U.S. Trade Representative Robert Lighthizer was a lawyer working on behalf of the steel industry when it was pressing President Bill Clinton for help in 2000. One idea that came up: Declare steel critical to national security under a rarely used trade rule so it’s eligible for protection from imports.
The suggestion to even launch a so-called Section 232 investigation was dismissed out of hand because—in the words of a member of Clinton’s Council of Economic Advisers Robert Lawrence—“it didn’t pass the laugh test.” Only 3 percent of the steel produced in the U.S. went for defense.
That’s still the case today. But it hasn’t stopped Lighthizer and Commerce Secretary Wilbur Ross from pursuing a Section 232 investigation of steel. And, based on public comments from President Donald Trump himself, it also may not prevent them from deciding as early as this week that the alloy is indeed vital to national security.
“Wait’ll you see what I’m going to do for steel and for your steel companies,” Trump said in a June 7 speech in Cincinnati, Ohio. “We’re going to stop the dumping.”
There’s a lot at stake. Section 232 has been characterized as the nuclear option on trade. It grants the president widespread latitude to aid the domestic industry concerned and shelter it from competition from abroad. If the U.S. invokes it for steel, the risk is that other countries will follow suit for other sectors of their economies, potentially undermining the open trading regime that’s been in place for 70 years.
This could “give the green light to our trading partners to also restrict imports on national security grounds,” Wendy Cutler, who was acting deputy U.S. trade representative under President Barack Obama, told Bloomberg television on June 20. It “could lead to a trade war if not used judiciously.”
An announcement this week also would come just days ahead of the July 7-8 summit of leaders from the Group of 20 economies in Hamburg, Germany. German Chancellor Angela Merkel has said she expects trade to be a central topic of discussion at the meeting, adding that she anticipates some push-back from the Trump administration to her anti-protectionist stance.
There’s no doubt that steel is a troubled industry worldwide. Global production capacity exceeded demand by more than 700 million metric tons in 2015, according to the Organisation for Economic Cooperation and Development. Most of the excess is in China, which has boosted output more than six-fold since 2000.
U.S. producers have won protection from Chinese exports as Washington has slapped duties on shipments from the Asian nation. U.S. imports from China have plunged as a result, to 789,133 metric tons in 2016 from more than 2 million in 2015.
The industry, though, argues it’s still under siege from other foreign producers that are shipping steel to the U.S. at cut-throat prices.
The Section 232 study launched by Trump brings the protection of steel to a whole other level. While numerous anti-dumping and countervailing duty cases have been filed over the years, there have been only 26 Section 232 examinations under the Trade Expansion Act of 1962.

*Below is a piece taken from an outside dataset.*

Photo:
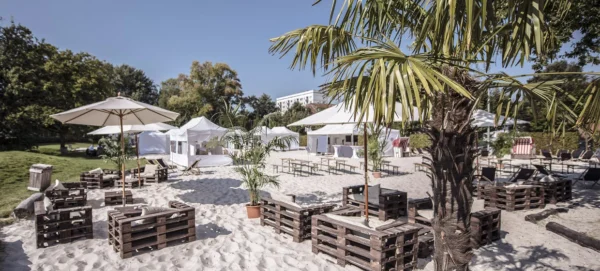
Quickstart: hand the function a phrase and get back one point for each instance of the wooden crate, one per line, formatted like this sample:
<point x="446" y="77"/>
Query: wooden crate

Because the focus of such investigations are national security, any trade barriers that arise as a result are less likely to be challenged by the World Trade Organization, said Gary Hufbauer, a senior fellow at the Peterson Institute for International Economics in Washington. The global trade rules policed by the WTO grant countries wide latitude in dealing with security issues. “In WTO parlance, it’s regarded as the nuclear option,” Hufbauer said.
The last Section 232 examination in 2001 covered iron ore and semi-finished steel products and was undertaken at the request of two congressmen from the Midwest. In finding that imports of those materials were not vital to national security, the administration of George W. Bush looked at usage in a range of industries as well as defense, including energy and telecommunications.
Trump administration officials see things differently. “It’s a legitimate use of the statute if the president decides to go in that direction,” Lighthizer told lawmakers on June 22, referring to Section 232.
White House trade official Peter Navarro argues that a robust manufacturing base is critical to national defense.
“If you want a 350-ship navy, you have to have a strong economy and manufacturing base to produce that,” Navarro, who is director of the White House’s National Trade Council, said in an April interview.
There are costs though if the Trump team opts to forge ahead with any of the three types of actions it would consider: tariffs, quotas or a hybrid of those. Any barriers would raise steel prices throughout the economy, increasing costs for makers of everything from cars to tin cans, said Lawrence, now a Harvard University professor.
And with imports from China already way down, “it’s very, very difficult” to depress them much more with further steel restrictions, according to Daniel Pearson, a former U.S. International Trade Commission chairman who is now a senior fellow at the Cato Institute in Washington.
In fact, Canada is the largest exporter of steel to the U.S., as well as being the biggest foreign buyer of American steel. That means the Trump administration will have to carefully calibrate whatever trade remedies it decides on.
And then there’s the precedent a national security ruling would set. “There’s nothing to stop other countries from following the U.S.,” said Peterson Institute economist Chad Bown. “This is a threat to the rules-based trading system.”